Each spring I enjoy leading Masters in Finance students through a business case I developed that covers real-world topics on Governance, Ethics and whistleblowing.  This year, I wished we had waited another month.

Just yesterday, New York Community Bancorp, Inc. (NYCB) filed its Annual Report with the US Securities and Exchange Commission revealing a material weakness in its financial reporting controls.  So far as we know,  NYCB’s material weakness has nothing to do with ethics or whistleblowing but it has everything to do with Governance.

During our class we watch a rather dated video of Warren Buffett discussing the role of the Board in what feels like an extreme version of the adage of ‘hands out, noses in’.  We then debate the ‘hands-out’ piece of this and whether expectations of Board members are changing.  We talk about Director liability under the Caremark standard and how this continues to evolve and we even look at the COSO Framework as a means for a Board to think about the control environment.  It all became real for the Directors at NYCB.

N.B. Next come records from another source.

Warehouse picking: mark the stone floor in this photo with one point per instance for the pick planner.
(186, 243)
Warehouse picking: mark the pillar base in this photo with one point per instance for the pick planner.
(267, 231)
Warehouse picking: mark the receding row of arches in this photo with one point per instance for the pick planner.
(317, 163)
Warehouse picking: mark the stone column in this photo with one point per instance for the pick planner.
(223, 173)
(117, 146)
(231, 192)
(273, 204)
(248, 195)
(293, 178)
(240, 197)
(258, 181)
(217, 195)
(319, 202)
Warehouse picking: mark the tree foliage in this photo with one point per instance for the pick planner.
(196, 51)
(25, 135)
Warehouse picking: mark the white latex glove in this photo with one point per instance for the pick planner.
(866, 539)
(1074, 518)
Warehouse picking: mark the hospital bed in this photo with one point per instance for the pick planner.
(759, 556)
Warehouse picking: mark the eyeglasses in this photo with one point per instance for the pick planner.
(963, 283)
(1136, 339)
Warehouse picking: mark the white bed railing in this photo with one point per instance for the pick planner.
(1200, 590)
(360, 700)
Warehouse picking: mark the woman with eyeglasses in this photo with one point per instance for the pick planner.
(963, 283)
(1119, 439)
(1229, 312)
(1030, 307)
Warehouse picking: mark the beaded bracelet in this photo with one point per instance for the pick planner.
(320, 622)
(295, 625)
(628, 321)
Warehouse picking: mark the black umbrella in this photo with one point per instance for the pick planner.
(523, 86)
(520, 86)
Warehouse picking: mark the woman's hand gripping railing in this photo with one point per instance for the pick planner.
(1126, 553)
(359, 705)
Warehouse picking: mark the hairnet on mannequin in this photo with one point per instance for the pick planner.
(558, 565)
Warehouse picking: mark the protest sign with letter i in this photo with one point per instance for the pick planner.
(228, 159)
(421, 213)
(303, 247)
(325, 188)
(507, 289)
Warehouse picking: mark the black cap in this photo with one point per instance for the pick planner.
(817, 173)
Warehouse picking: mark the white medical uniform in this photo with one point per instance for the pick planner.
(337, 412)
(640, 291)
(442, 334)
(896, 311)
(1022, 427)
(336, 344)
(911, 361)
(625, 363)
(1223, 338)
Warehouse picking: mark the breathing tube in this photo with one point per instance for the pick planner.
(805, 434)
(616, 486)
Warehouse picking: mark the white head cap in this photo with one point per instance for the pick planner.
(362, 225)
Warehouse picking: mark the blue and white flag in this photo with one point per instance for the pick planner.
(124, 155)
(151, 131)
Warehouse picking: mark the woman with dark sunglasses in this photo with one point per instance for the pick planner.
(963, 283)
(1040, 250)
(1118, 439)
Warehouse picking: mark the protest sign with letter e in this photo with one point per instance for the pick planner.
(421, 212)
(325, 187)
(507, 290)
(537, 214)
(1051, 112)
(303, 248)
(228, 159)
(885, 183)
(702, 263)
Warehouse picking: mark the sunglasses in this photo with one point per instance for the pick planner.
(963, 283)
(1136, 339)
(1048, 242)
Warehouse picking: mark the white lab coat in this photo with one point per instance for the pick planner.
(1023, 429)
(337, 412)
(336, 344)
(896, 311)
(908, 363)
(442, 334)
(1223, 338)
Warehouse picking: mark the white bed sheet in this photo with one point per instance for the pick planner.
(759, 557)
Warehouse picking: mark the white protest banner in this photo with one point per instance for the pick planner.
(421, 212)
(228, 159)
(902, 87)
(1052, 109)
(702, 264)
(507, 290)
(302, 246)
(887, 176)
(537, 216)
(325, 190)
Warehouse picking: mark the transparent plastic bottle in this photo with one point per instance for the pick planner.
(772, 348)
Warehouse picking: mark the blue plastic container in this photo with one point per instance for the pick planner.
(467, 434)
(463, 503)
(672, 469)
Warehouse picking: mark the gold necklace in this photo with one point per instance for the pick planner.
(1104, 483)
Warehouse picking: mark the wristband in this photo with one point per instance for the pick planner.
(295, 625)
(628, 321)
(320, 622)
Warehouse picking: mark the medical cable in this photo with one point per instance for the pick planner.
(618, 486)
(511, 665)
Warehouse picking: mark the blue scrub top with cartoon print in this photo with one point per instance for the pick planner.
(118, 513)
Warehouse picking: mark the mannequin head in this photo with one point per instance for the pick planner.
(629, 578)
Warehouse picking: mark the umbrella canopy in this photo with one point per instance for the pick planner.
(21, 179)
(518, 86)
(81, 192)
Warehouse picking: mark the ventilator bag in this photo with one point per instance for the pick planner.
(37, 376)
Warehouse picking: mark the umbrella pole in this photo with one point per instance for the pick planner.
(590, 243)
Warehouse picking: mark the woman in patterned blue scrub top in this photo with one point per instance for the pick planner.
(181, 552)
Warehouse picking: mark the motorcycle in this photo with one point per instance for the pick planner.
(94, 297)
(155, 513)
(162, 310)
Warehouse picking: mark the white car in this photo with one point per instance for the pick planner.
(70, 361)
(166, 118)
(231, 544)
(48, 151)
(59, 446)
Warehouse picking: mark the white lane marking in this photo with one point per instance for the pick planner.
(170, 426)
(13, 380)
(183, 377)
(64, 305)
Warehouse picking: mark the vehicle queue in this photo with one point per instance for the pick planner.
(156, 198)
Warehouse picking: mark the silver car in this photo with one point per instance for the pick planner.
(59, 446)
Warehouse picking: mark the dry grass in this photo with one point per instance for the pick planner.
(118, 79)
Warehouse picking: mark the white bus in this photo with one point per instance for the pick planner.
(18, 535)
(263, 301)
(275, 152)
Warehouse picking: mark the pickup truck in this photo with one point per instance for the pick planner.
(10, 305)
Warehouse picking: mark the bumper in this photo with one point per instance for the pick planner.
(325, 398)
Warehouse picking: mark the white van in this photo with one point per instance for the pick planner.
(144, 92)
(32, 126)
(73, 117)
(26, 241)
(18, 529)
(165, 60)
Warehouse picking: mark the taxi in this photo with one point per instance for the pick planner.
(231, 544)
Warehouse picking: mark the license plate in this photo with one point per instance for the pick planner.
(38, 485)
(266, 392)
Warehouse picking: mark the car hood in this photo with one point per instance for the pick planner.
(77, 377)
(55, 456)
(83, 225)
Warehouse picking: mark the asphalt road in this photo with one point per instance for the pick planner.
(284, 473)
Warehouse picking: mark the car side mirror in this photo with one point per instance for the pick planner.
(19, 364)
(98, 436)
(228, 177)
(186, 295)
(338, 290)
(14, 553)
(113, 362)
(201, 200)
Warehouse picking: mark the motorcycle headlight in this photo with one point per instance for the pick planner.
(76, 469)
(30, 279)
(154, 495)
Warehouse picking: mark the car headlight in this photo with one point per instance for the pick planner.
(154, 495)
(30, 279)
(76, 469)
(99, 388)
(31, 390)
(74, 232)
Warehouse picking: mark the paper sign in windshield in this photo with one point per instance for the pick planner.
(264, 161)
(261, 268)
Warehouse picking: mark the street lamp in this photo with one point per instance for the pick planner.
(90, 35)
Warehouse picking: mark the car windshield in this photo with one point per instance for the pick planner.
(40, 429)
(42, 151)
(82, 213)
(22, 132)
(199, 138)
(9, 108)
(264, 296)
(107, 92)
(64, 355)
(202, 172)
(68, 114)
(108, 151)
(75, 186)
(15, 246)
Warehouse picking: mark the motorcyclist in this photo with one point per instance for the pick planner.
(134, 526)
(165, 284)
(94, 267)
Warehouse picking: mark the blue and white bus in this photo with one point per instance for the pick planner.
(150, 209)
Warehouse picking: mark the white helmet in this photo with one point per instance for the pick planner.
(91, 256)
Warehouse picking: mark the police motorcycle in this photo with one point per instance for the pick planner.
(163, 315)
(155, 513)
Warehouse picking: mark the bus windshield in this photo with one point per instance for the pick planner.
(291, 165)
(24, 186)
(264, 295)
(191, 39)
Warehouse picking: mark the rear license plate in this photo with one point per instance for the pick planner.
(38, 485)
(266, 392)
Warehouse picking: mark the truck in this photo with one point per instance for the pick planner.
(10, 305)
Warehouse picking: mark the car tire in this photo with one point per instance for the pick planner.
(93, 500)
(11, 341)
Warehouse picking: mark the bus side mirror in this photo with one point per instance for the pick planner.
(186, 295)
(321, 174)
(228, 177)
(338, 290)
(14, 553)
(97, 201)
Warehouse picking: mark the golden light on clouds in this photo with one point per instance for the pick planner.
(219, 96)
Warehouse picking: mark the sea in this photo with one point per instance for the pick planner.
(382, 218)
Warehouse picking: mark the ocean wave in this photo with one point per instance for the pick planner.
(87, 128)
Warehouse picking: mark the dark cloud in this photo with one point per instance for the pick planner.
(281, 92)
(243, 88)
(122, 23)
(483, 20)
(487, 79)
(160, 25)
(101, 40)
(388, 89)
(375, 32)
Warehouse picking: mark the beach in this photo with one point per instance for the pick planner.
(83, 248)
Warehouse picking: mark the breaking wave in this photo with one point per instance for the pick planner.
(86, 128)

NYCB and its auditors – KPMG – described several material weaknesses leading with the Control Environment component of COSO which was declared unfit because:

“the Company’s Board of Directors did not exercise sufficient oversight responsibilities, which led to the Company lacking a sufficient complement of qualified leadership resources to conduct effective risk assessment and monitoring activities”

Precious little detail is offered on exactly where the Board failed in its oversight responsibility, but from the fixes promised by the Company, we can infer that there was a lack of commitment to competent leadership at NYCB’s risk function (sound familiar, SVB?) and several critical faults in the risk review process of the Bank’s loan book.  For example, it appears that too much reliance was placed on data from inside the Bank’s business operations, rather than being independently challenged.  7 members of the 11-member Board have resigned and another has stated his intent to resign when a successor is appointed.  New Board members have been appointed, bringing financial expertise and risk backgrounds to the Board.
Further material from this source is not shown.